Offensive as these acts are, they are defended by the freedom of expression argument, which is tradition and political culture in Western democracies. Their own leaders, prophets and religions have not escaped caricature abuse or what might constitute insult. The governments, media and society don’t even take notice of such productions. They ignore such writers, producers and abusers, terming them ‘nuts’. Nor does the general public care about the ‘nuts’. Some of them may buy and read or watch such material and laugh it over. Let us be clear, the West has a culture of tolerance, freedom of expression and celebration of creativity, even when it crosses some established cultural norms.
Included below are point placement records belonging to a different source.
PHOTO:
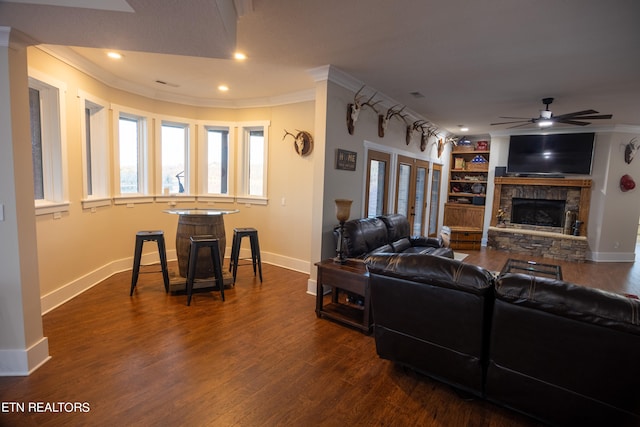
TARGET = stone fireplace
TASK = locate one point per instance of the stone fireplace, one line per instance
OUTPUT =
(540, 216)
(538, 212)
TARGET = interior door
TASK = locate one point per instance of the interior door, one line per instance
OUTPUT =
(411, 192)
(377, 183)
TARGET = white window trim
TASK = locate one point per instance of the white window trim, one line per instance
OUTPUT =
(189, 173)
(145, 197)
(203, 127)
(242, 175)
(102, 163)
(56, 174)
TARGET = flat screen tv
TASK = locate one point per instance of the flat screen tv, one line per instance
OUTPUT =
(560, 154)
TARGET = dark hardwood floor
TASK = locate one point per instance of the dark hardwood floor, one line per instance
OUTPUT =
(259, 358)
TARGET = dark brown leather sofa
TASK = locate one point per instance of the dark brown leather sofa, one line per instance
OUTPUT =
(432, 314)
(388, 234)
(564, 354)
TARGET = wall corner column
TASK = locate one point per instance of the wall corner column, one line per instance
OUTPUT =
(23, 348)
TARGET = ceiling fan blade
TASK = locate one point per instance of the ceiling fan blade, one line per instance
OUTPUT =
(600, 116)
(518, 126)
(517, 121)
(572, 122)
(577, 113)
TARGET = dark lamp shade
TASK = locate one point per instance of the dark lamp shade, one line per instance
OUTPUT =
(343, 209)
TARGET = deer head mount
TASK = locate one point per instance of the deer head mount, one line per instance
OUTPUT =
(383, 119)
(353, 109)
(303, 142)
(630, 150)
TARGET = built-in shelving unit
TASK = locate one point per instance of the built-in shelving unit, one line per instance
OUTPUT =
(468, 178)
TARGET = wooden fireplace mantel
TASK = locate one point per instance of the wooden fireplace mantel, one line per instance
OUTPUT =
(583, 184)
(556, 182)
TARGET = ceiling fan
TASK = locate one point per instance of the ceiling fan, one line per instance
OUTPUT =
(547, 118)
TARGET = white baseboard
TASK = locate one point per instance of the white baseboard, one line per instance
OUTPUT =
(74, 288)
(24, 362)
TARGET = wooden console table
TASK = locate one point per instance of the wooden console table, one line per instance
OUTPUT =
(351, 277)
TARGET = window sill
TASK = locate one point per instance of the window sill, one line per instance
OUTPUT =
(175, 198)
(210, 198)
(45, 207)
(96, 203)
(130, 200)
(253, 200)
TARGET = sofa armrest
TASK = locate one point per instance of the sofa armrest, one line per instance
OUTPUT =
(433, 242)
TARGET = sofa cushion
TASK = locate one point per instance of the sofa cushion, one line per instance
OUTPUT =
(566, 299)
(397, 226)
(401, 245)
(363, 235)
(430, 269)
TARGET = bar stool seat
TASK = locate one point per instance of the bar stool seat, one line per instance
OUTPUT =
(197, 243)
(256, 261)
(149, 236)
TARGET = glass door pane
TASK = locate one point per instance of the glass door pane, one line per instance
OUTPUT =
(435, 200)
(377, 183)
(420, 199)
(404, 189)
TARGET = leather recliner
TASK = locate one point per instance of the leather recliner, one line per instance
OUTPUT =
(432, 314)
(566, 354)
(386, 234)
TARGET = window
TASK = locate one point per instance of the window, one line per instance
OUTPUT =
(217, 158)
(174, 143)
(95, 150)
(132, 137)
(377, 183)
(46, 107)
(254, 161)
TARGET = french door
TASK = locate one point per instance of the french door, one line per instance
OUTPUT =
(378, 167)
(436, 179)
(411, 192)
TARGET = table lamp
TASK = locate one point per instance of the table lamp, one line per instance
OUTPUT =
(343, 210)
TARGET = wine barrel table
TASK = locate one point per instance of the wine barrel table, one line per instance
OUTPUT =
(197, 222)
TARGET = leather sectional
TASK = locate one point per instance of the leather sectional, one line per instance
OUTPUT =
(387, 234)
(564, 354)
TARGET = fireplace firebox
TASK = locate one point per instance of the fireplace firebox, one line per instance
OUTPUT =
(539, 212)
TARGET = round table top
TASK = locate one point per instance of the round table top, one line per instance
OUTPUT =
(200, 211)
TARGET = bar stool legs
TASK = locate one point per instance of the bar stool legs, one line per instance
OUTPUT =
(198, 242)
(256, 261)
(149, 236)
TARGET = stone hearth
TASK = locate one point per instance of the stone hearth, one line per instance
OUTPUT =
(555, 242)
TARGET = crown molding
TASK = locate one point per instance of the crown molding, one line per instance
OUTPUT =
(72, 59)
(341, 78)
(572, 129)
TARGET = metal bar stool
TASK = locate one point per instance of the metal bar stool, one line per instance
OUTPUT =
(198, 242)
(149, 236)
(238, 234)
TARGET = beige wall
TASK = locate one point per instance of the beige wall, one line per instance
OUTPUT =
(84, 246)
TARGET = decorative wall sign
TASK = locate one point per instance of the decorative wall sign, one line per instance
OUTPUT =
(346, 160)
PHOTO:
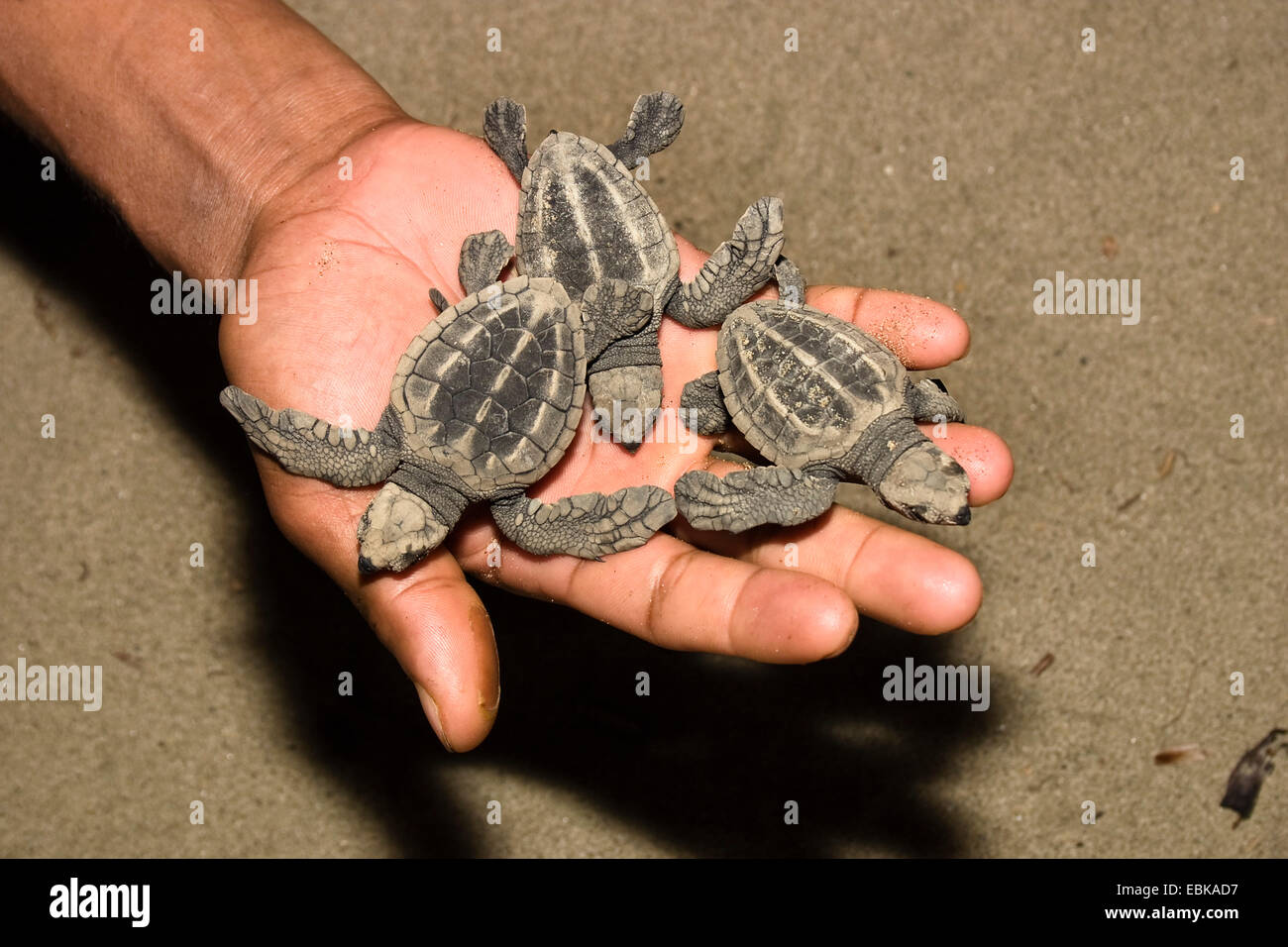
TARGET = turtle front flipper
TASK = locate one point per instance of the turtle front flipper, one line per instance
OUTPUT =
(655, 123)
(928, 401)
(738, 266)
(703, 403)
(346, 457)
(505, 128)
(589, 526)
(745, 499)
(483, 257)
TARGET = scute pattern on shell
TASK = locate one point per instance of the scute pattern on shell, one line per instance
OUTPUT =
(584, 218)
(802, 384)
(492, 388)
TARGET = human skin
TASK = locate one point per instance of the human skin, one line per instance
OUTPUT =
(228, 166)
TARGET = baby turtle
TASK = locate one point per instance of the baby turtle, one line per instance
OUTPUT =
(483, 403)
(585, 218)
(824, 402)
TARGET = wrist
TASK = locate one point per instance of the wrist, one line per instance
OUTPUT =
(266, 155)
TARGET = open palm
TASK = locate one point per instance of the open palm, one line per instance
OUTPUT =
(344, 268)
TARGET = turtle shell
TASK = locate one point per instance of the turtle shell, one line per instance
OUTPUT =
(584, 218)
(803, 385)
(492, 389)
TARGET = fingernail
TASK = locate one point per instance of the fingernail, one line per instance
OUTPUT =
(436, 720)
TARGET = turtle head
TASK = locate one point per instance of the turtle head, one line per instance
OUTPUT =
(927, 484)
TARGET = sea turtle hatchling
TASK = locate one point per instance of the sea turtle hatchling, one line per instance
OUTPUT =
(823, 402)
(483, 403)
(584, 218)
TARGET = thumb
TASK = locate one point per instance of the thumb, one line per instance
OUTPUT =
(436, 626)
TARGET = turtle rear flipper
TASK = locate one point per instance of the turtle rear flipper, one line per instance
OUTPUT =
(505, 128)
(303, 445)
(738, 266)
(655, 123)
(589, 526)
(745, 499)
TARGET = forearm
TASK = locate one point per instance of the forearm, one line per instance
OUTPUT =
(188, 146)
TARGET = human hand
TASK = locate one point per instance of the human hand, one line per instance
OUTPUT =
(343, 270)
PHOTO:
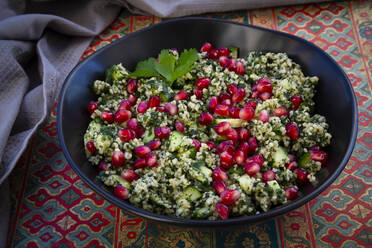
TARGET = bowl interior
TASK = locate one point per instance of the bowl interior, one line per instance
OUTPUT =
(334, 99)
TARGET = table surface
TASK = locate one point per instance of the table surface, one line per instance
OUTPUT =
(52, 207)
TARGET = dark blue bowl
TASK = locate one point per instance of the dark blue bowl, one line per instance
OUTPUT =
(335, 98)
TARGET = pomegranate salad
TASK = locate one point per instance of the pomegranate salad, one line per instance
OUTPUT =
(207, 135)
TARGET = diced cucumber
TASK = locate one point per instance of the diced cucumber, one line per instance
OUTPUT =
(191, 193)
(279, 157)
(175, 141)
(233, 122)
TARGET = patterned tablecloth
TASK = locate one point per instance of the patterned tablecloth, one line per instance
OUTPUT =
(52, 207)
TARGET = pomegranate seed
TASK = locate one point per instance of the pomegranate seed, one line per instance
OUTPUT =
(292, 131)
(139, 163)
(252, 168)
(198, 94)
(91, 147)
(246, 113)
(319, 156)
(151, 160)
(122, 115)
(264, 85)
(291, 193)
(142, 107)
(232, 88)
(240, 68)
(224, 61)
(213, 54)
(196, 144)
(133, 124)
(121, 192)
(234, 112)
(219, 174)
(171, 108)
(107, 116)
(264, 116)
(222, 127)
(251, 103)
(296, 101)
(126, 135)
(92, 106)
(155, 144)
(206, 47)
(132, 86)
(132, 99)
(223, 51)
(182, 95)
(219, 186)
(154, 101)
(226, 160)
(202, 83)
(239, 157)
(103, 166)
(162, 132)
(280, 111)
(292, 165)
(117, 158)
(232, 134)
(142, 151)
(212, 103)
(222, 210)
(129, 175)
(238, 96)
(268, 176)
(205, 118)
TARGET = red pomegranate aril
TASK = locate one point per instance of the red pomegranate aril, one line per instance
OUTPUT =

Government actions there are constrained by law.
Those of us who understand a bit of American or European intellectual tradition know well that deviation from common social standards is becoming a norm more than an exception. Its justification lies in personal, individual choices and freedom of expression. The conservative sections of society there lament about it but cannot do much to curtail individual freedoms.
Attacks on Islam and the demonising of Muslim culture and society by some extremist groups exploit freedom of expression. However, these acts are planned and they deliberately seek to provoke Muslims. We have reacted the way they wanted us to react by burning down and killing ourselves. Sadly, a French magazine followed suit by publishing insulting cartoons and selling all copies within 24 hours — only adding more fuel to the fire. We have the right to protest against the production of abusive material. But shutting down the government and every public and private institution is not the right way. Governments can protest by issuing statements or writing letters to foreign governments over such matters and provide designated space to the public for protest.
In our case, protests are too many, by too many factions, on too many issues, and on too many days. Pakistan has adopted a culture of protest as marches on the street happen all year round, on one issue or another. On all streets, cities towns and space from the mosques to markets, the protesters consider it their right to march through. While doing so, they burn and destroy public and private property. They come prepared with sticks, stones and in some cities, firearm.
Hardly any protest continues without some violence. With an overplay of emotions, reason on leave, and the fanatics loose, we cannot know how to protest and influence world opinion on such an important issue like blasphemy. Our Muslim majority’s own hate material against Jews, Hindus, Christians and even our minority Muslim sects also goes without any check. This does not place us on any moral high ground to convince the world to take action against those who insult us.